In 1909, the U.S. Forest Service sent a photographer from its Washington, D.C., office to document the Lick Creek timber sale outside Hamilton. It was the federal government's first large timber sale (2,135 acres) in a low-elevation ponderosa pine forest. And the Big Blackfoot Milling Co., a subsidiary of the Anaconda Co., was angry because it had been outbid by an Idaho outfit. "The Company" wasn't accustomed to losing local timber.

Forest Service photographer K.D. Swan returned to the site in 1925, hoping to document the after-effects of the logging.
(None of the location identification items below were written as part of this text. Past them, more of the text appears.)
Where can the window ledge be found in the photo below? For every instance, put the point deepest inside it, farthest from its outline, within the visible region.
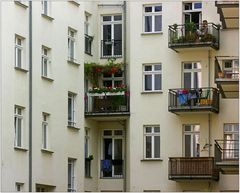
(47, 17)
(21, 4)
(47, 151)
(73, 127)
(152, 92)
(73, 62)
(75, 3)
(159, 159)
(151, 33)
(47, 78)
(20, 148)
(21, 69)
He repeated the process in 1925, 1927, 1937 and 1938. Then others took over the task, returning time and again to the same photo point.

The Lick Creek photographs now show how logging and the exclusion of fire changed one Bitterroot Valley forest over the past 91 years.

Once a moderately spaced, fire-resistant forest of uneven-aged ponderosa pines, Lick Creek became a fire-prone thicket where the pines competed with shade-tolerant Douglas and grand fir for nutrition and moisture. Neither the pines nor the firs fared well; the forest became sickly.

Prior to the advent of wildland firefighting in the early 1900s, surface fires burned through the lower elevation forests of the Bitterroot Valley at intervals of between three and 30 years, killing the smallest trees but causing little damage (other than fire scars) to the larger pines.

At Lick Creek, one pine stump showed 16 fire scars between 1600 and 1895, an average fire interval of seven years. Scientists and land managers now believe that both the start-of-the-century timber sale and the subsequent lack of fire contributed to the changes at Lick Creek. Logging scraped off the surface vegetation and pine needle litter, exposing mineral soil. Several of the large pines left after logging died from windthrow or from mountain pine beetle attacks. The most heavily logged stands eventually grew thick with tall shrubs and Douglas firs - not with their original pines. (The large pine in the center of the 1948 photo was cut; its stump remains in the 1958 photo.)

Lick Creek is not an anomaly. There are 40 million acres of ailing ponderosa pine forests in the western United States. The Lick Creek photo point is 13 air miles southwest of Hamilton, in the Bitterroot National Forest.